Some people use speech synthesis to navigate sites or need to have certain coloured backgrounds and text to be able to read, they need things to appear in different sizes.

Then there is the thorny problem of which operating system they are using and which web-broswer – Windows, Mac OS, Linux, NetBSD etc… each one of these displays the websites slightly differently.

And this is why CSS, HTML and some useful stuff like PHP is designed the way it is. CSS stands for Cascading Style Sheets and is the most useful thing ever – combined with HTML it means that you can format your page – you can have headers in different sizes – eg, title, sub-title, name. You can designate a preferred font and then if the viewer is on a system that can’t show that font you can put in second and third choices. You can request colours and sizes, and unless the viewer has overridden the colours for some reason, you’ll get that colour. You can request the size of the text relative to the viewer’s preferred normal text size; if they need large text as they are partially sighted, then they will still see your headings as being larger than the body text.

Your site will work on all these different platforms, with all those different size screens being used by all those different people – in other words, your work will be accessible.

You use HTML tags within your writing/article to get the styles to show and everybody’s happy.

Writers are asking me how they can make their writing look nicer on the web – the answer is CSS and if you haven’t got time to learn the intricacies then get someone in. If you are using a blog that supports it you can use a simpler notation than HTML known as Markdown to change sizes of text and mark paragraph boundaries etc…

It is tempting to force control of text styling by placing an image of text on your site. This is often unavoidable for things like corporate logos, but for the main text of a site, it’s unacceptable. Imagine a blind person reading your site with a speech synthesiser; their software can’t read out text that’s in an image.

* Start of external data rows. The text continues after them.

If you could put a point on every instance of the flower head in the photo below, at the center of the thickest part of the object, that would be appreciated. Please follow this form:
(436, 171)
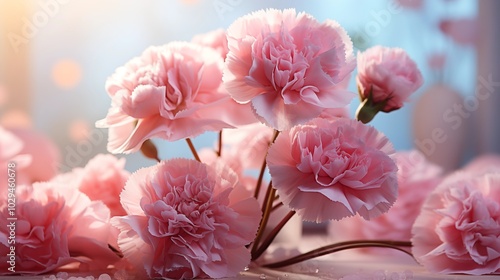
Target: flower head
(187, 219)
(103, 178)
(386, 78)
(171, 92)
(458, 228)
(333, 169)
(287, 65)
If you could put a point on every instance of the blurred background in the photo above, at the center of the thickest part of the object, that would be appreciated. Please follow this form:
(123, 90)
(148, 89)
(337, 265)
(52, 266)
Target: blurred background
(55, 56)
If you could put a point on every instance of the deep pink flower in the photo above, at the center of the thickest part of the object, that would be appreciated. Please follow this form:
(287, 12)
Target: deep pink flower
(333, 169)
(187, 219)
(103, 178)
(287, 65)
(56, 226)
(417, 177)
(458, 230)
(171, 92)
(388, 76)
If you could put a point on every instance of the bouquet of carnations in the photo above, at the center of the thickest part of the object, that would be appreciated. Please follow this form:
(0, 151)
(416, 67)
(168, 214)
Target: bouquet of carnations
(274, 86)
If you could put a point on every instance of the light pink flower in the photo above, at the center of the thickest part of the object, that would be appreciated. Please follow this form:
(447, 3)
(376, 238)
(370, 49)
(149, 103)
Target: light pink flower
(187, 219)
(388, 76)
(287, 65)
(215, 39)
(56, 226)
(102, 179)
(334, 169)
(410, 4)
(458, 230)
(417, 177)
(463, 31)
(483, 164)
(45, 156)
(171, 92)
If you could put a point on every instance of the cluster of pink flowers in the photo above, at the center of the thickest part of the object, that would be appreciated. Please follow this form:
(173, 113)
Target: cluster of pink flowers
(274, 85)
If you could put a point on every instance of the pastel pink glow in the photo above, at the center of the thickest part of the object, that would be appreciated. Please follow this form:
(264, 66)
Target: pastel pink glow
(417, 177)
(249, 143)
(389, 74)
(287, 65)
(45, 155)
(170, 92)
(410, 4)
(463, 31)
(187, 219)
(483, 164)
(334, 169)
(459, 226)
(56, 226)
(102, 179)
(215, 39)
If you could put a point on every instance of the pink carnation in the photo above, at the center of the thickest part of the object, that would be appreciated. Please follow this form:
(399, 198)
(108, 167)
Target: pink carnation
(458, 230)
(215, 39)
(56, 226)
(287, 65)
(45, 156)
(171, 92)
(387, 76)
(187, 219)
(333, 169)
(103, 178)
(417, 177)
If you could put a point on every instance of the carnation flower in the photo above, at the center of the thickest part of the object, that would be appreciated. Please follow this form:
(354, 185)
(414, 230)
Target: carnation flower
(458, 230)
(215, 39)
(417, 177)
(171, 92)
(45, 156)
(287, 65)
(386, 78)
(56, 226)
(103, 178)
(187, 219)
(333, 169)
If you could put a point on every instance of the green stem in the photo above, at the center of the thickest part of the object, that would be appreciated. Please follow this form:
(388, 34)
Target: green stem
(272, 235)
(268, 204)
(337, 247)
(193, 150)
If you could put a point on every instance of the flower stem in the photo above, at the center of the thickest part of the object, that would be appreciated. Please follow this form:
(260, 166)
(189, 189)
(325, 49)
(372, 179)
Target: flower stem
(219, 151)
(263, 169)
(337, 247)
(269, 239)
(193, 150)
(268, 204)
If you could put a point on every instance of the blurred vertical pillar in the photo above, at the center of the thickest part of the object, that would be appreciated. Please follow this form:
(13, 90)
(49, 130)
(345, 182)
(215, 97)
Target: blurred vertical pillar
(488, 70)
(15, 73)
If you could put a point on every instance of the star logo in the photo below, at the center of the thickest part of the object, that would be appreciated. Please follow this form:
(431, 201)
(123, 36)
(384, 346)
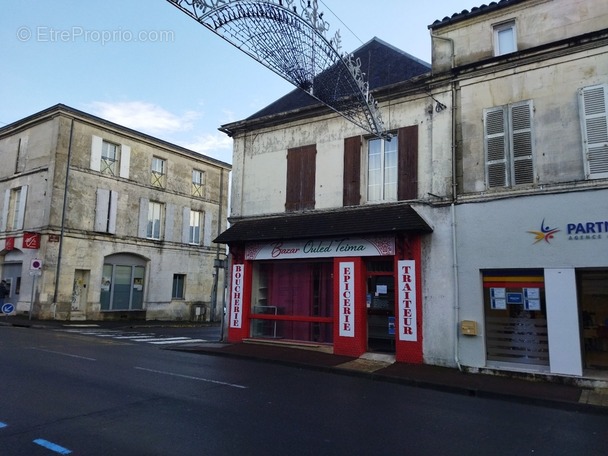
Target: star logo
(545, 233)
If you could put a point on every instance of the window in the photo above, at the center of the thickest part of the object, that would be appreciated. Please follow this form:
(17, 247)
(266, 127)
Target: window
(509, 145)
(505, 40)
(178, 286)
(105, 211)
(155, 213)
(198, 180)
(594, 122)
(158, 172)
(301, 168)
(110, 158)
(194, 232)
(382, 169)
(13, 214)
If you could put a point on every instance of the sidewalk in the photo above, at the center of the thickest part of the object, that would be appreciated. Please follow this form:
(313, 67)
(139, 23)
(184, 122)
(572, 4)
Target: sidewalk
(380, 368)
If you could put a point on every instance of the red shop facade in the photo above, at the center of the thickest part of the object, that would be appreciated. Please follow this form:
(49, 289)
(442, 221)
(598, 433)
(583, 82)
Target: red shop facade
(358, 290)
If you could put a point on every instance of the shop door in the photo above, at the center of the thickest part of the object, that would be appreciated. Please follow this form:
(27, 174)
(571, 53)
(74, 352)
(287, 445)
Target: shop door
(593, 299)
(381, 312)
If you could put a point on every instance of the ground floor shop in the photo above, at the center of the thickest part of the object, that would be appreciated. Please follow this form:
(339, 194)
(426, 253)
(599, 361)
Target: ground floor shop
(533, 281)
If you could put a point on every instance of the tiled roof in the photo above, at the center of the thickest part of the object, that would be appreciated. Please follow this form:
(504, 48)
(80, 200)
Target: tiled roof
(475, 11)
(360, 220)
(382, 64)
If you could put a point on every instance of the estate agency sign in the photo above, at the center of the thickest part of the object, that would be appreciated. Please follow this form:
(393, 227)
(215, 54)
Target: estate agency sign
(321, 248)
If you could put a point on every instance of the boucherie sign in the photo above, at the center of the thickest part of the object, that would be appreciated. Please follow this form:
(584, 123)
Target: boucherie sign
(322, 248)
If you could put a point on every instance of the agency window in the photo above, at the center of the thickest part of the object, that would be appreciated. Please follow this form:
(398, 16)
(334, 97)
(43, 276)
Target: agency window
(198, 180)
(155, 214)
(194, 233)
(109, 158)
(158, 174)
(382, 169)
(509, 144)
(593, 103)
(505, 39)
(178, 286)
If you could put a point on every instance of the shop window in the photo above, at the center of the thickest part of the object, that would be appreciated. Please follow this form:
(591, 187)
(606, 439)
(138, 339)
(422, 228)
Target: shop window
(593, 102)
(515, 317)
(509, 143)
(301, 169)
(293, 301)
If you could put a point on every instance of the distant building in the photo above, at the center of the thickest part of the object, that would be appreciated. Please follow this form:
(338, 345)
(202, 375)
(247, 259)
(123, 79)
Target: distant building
(477, 237)
(99, 221)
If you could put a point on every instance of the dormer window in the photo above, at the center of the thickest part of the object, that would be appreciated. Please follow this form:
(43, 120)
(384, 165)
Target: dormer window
(505, 38)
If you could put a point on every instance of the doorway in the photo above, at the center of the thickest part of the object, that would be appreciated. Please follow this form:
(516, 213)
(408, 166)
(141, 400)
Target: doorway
(380, 306)
(593, 299)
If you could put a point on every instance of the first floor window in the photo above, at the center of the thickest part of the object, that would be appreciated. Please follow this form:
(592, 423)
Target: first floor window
(178, 286)
(155, 212)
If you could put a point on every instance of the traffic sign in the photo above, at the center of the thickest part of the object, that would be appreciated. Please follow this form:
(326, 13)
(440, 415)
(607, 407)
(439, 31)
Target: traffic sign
(8, 308)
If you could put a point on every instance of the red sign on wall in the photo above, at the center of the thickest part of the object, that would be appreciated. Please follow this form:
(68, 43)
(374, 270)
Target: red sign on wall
(31, 240)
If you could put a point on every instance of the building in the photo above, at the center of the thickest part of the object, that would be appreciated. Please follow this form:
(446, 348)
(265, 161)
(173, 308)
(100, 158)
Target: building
(331, 228)
(530, 85)
(99, 221)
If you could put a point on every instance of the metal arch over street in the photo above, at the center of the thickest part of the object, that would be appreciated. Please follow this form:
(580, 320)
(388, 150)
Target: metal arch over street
(292, 42)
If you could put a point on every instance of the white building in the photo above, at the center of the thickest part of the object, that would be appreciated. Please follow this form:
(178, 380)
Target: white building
(120, 223)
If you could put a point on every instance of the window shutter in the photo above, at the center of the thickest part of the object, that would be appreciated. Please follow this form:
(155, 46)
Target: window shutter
(496, 146)
(352, 171)
(301, 169)
(521, 145)
(407, 138)
(594, 126)
(144, 207)
(96, 145)
(125, 159)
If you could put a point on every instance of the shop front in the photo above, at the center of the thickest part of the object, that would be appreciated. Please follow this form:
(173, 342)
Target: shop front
(356, 292)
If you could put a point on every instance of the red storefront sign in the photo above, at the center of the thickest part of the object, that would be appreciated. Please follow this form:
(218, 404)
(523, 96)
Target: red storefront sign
(31, 240)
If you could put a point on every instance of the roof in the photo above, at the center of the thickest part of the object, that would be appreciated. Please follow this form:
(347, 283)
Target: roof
(352, 221)
(382, 63)
(475, 11)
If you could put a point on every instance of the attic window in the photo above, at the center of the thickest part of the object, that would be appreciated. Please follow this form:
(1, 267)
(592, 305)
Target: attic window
(505, 38)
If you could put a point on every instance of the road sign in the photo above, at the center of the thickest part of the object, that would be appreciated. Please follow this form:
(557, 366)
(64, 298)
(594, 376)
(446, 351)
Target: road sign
(8, 308)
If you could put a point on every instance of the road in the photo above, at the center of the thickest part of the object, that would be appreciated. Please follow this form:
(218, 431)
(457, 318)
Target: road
(83, 394)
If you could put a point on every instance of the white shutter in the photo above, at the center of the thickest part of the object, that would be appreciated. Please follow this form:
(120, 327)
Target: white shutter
(495, 140)
(522, 143)
(22, 203)
(144, 207)
(96, 145)
(593, 102)
(101, 210)
(125, 159)
(186, 225)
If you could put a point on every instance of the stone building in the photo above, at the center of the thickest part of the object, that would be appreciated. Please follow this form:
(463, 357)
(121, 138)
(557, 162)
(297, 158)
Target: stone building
(99, 221)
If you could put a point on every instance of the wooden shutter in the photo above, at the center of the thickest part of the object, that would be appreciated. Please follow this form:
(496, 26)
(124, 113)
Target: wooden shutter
(594, 125)
(522, 143)
(301, 169)
(495, 140)
(408, 163)
(352, 171)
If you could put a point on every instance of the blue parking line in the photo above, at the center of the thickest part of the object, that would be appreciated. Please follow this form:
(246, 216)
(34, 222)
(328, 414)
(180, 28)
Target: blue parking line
(52, 446)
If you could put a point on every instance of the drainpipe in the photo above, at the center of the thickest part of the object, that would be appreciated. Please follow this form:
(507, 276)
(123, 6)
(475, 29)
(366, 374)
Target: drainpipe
(63, 216)
(456, 310)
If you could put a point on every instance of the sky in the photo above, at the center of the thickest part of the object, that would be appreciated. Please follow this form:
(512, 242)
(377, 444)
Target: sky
(146, 65)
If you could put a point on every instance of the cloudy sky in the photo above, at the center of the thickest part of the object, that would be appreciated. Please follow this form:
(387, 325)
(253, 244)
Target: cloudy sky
(146, 65)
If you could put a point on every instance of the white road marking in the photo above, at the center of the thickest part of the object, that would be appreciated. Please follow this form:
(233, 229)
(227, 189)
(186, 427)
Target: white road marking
(189, 377)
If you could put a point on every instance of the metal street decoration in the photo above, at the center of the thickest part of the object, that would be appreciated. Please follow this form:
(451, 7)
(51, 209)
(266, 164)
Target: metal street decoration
(292, 42)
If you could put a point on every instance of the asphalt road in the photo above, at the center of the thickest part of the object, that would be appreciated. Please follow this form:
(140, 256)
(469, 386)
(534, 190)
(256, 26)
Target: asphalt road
(84, 394)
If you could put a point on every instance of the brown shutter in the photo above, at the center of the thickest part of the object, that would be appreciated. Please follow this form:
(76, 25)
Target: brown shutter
(408, 163)
(352, 171)
(301, 169)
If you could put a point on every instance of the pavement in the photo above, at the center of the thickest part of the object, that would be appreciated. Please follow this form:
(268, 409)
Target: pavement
(525, 388)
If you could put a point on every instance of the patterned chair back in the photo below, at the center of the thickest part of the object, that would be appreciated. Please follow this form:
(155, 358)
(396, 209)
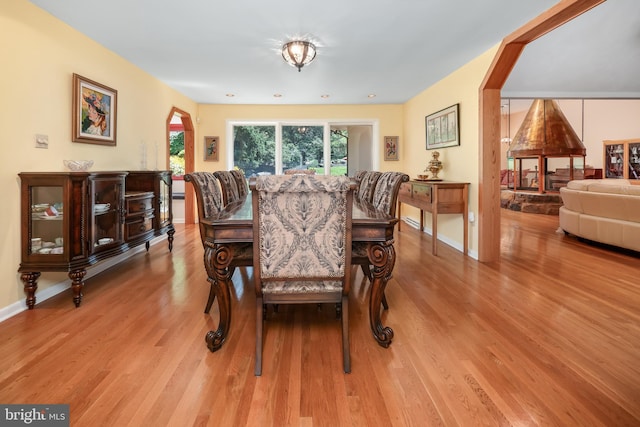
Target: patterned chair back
(241, 181)
(229, 186)
(208, 195)
(367, 186)
(386, 192)
(300, 172)
(302, 230)
(358, 175)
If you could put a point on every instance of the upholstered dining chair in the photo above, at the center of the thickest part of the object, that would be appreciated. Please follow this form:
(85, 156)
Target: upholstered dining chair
(384, 198)
(302, 246)
(300, 172)
(358, 175)
(367, 186)
(209, 199)
(241, 181)
(229, 187)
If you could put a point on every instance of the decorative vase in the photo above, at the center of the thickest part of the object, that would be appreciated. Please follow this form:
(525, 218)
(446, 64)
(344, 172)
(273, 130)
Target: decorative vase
(434, 165)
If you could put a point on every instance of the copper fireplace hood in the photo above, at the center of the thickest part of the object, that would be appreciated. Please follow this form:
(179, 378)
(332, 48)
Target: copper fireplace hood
(546, 133)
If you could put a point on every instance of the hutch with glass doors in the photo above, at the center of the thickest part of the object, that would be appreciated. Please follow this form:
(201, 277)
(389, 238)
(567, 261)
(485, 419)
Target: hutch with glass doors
(622, 159)
(72, 220)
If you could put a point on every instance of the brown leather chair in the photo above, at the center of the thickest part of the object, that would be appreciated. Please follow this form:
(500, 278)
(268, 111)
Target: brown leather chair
(209, 198)
(302, 250)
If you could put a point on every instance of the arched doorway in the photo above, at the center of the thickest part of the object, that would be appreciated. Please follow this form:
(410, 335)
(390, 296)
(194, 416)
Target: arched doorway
(489, 137)
(189, 138)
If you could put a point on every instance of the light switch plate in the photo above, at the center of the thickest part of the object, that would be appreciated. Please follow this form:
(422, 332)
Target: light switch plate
(42, 141)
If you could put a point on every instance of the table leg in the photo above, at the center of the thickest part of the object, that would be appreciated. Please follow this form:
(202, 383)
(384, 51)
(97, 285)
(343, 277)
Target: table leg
(30, 281)
(217, 259)
(383, 258)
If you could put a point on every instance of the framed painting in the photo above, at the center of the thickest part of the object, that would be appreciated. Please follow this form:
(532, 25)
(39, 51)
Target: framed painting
(94, 112)
(211, 149)
(391, 148)
(443, 128)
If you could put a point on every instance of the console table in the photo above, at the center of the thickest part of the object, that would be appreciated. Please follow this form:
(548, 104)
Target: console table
(437, 197)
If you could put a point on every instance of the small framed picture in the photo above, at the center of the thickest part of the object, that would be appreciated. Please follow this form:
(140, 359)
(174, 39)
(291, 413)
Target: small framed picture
(391, 148)
(94, 112)
(211, 148)
(443, 128)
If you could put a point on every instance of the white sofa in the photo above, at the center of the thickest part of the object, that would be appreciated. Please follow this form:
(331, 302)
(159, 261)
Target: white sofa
(602, 210)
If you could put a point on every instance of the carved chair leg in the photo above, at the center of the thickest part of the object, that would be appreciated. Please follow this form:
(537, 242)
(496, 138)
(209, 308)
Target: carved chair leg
(366, 270)
(212, 297)
(346, 356)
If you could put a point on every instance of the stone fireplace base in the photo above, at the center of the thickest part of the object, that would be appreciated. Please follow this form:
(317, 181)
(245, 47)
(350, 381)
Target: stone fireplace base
(528, 202)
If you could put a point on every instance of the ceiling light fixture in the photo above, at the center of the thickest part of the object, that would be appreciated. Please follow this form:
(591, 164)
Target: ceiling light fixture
(298, 53)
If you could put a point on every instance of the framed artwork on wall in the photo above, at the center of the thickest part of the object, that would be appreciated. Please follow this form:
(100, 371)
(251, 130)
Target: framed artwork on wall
(211, 148)
(391, 148)
(94, 112)
(443, 128)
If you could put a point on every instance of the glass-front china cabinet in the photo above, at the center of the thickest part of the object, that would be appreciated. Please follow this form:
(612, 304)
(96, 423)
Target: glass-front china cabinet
(72, 220)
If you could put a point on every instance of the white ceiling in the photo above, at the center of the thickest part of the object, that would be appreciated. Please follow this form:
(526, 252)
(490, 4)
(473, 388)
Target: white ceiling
(391, 48)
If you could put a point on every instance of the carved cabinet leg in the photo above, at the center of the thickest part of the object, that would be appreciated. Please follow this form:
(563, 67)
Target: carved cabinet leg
(30, 280)
(77, 284)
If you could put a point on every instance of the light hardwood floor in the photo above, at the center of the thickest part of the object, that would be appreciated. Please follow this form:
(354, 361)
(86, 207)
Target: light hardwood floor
(548, 336)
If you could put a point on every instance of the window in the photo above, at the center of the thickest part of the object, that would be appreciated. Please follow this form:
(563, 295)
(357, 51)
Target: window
(273, 148)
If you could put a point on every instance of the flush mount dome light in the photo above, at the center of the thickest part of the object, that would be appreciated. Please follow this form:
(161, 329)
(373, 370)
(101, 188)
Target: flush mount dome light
(298, 53)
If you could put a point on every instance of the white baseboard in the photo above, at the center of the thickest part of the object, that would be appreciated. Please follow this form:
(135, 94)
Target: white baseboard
(53, 290)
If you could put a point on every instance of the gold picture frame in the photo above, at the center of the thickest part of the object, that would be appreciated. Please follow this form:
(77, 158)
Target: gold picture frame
(94, 116)
(443, 128)
(211, 148)
(391, 148)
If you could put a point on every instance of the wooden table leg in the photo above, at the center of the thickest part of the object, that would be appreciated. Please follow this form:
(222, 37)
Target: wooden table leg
(383, 257)
(434, 220)
(30, 281)
(216, 261)
(77, 283)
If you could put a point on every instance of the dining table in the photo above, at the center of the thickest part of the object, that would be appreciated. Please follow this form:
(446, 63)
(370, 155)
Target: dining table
(232, 227)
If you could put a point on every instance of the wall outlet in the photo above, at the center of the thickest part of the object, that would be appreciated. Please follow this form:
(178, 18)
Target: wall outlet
(42, 141)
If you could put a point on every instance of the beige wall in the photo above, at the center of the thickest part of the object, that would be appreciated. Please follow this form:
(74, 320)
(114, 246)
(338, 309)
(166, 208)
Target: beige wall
(460, 163)
(39, 56)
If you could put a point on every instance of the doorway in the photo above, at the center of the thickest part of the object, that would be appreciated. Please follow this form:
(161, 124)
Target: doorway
(181, 121)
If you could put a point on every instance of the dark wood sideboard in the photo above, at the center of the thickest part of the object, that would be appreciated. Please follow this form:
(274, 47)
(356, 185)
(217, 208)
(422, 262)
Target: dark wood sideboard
(437, 197)
(72, 220)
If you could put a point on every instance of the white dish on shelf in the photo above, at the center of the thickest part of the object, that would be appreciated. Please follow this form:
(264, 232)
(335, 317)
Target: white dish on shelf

Just knowing a few of the tags would help you greatly in having a more aesthetic appeal, even if it is not universal – after all a blind person isn’t going to care if your title’s pink or blue. For the visually non-impaired a header image might read My Wonderful Site in lovely swirly text but for those with screenreaders it would just say “unknown image” unless you hide a text version in the HTML using an ‘alt attribute’, but that’s not suitable for anything more than a few words.

This isn’t just a matter of getting your stuff out there accessible and looking pretty; it is also about the discrimination laws. And though no one has yet been taken to court over it – when there is stuff in place to make websites accessible it seems folly not use it.

And don’t be scared of CSS and HTML if you don’t know them there are plenty of forums and help guides out there for you to peruse.

And another good thing about CSS is that you can put stuff into the ‘skeleton’ of your site that only things like google see – so you end up in the right place in search queries. It will also help indexing sites list you, which if you’re looking for lots of visitors can’t be a bad thing.